L'alliance régionale des pays de l’Afrique de l’Ouest (Cedeao) a appelé dimanche au dialogue pour résoudre la crise politique ouverte au Sénégal.

Samedi, le président sortant Macky Sall a provoqué un véritable séisme en annonçant le report sine die de l'élection présidentielle programmée le 25 février prochain. Une première depuis 1963. Le mandat de Macky Sall devait prendre fin le 2 avril.

Pour justifier cette annulation du scrutin, le président en exercice a évoqué un différend électoral entre le parlement et le pouvoir judiciaire.

Plusieurs candidats d'envergure, dont Karim Wade, le fils de l’ancien président, ont effet été écartés par le Conseil constitutionnel. Les députés ont d'ailleurs voté pour l’ouverture d’une enquête parlementaire.

Plusieurs personnalités de l’opposition ont rapidement rejeté la décision du président. Au moins deux des 20 candidats à la présidentielle ayant déclaré qu’ils poursuivraient leur campagne qui devait débuter ce dimanche.

Pour la Cedeao, la classe politique sénégalaise doit "donner la priorité au dialogue et à la collaboration pour des élections transparentes, inclusives et crédibles" appelant les autorités à "accélérer les différents processus visant à fixer une nouvelle date pour les élections". Washington a également appelé à des élections libres et équitables et demande l'organisation d'un nouveau scrutin "rapidement".

Paris a réagi ce dimanche joignant sa voix pour demander l'organisation du scrutin "dans le meilleur délai".

Selon le code électoral sénégalais un préavis de 80 jours est nécessaire avant une élection, le nouveau scrutin présidentiel ne pourrait donc avoir lieu avant la dernière semaine d'avril.

L'annonce du report des élections a été comme un électrochoc dans un pays où les moins de 30 ans représentent 75% de la population. Beaucoup réclament massivement un changement radical de politique et le départ du gouvernement au pouvoir.

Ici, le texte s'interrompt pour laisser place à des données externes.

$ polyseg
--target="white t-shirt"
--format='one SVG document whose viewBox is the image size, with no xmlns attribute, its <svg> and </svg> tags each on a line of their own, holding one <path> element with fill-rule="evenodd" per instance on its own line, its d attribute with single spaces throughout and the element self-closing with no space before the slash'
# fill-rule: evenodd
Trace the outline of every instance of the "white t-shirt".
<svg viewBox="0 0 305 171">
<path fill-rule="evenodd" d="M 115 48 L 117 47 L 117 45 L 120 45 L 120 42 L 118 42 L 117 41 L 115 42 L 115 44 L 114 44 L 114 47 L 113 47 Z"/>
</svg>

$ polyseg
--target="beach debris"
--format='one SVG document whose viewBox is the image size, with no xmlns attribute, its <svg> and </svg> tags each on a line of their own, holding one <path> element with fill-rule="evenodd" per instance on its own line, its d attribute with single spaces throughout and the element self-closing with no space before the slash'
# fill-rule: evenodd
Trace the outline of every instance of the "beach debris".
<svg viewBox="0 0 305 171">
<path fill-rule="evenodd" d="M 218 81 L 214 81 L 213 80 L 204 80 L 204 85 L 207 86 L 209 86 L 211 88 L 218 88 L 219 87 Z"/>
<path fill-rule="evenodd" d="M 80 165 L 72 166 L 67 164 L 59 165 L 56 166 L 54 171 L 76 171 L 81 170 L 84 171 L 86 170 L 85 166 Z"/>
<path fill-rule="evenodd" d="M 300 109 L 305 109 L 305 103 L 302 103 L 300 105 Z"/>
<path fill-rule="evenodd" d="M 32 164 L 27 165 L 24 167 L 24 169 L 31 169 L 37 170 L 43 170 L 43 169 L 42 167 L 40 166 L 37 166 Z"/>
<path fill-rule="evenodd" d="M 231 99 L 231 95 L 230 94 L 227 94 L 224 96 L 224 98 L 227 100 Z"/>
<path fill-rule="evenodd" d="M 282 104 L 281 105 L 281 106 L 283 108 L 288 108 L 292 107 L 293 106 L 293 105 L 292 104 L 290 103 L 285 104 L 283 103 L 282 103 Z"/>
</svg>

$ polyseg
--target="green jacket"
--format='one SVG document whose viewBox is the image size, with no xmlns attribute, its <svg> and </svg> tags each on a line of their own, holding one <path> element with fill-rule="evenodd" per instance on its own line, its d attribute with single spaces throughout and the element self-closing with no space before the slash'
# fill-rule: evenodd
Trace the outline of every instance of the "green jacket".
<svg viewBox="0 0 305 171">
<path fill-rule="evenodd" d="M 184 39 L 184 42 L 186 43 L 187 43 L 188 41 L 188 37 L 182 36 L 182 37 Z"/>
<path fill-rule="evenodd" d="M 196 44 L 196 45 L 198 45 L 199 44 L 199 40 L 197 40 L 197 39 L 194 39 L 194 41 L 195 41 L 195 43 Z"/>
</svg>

D'aucuns craignent désormais des débordements avec l'appel à manifester contre ce "coup d'Etat institutionnel" dénoncé par des opposants.

Les observateurs affirment que cette crise politique risque de mettre en danger l'une des démocraties les plus stables d'Afrique alors que la région a connu une vague de coups d'État.

Les tensions sont montées d'un cran ces derniers mois dans le pays après à des affrontements meurtriers impliquant des partisans de l'opposition.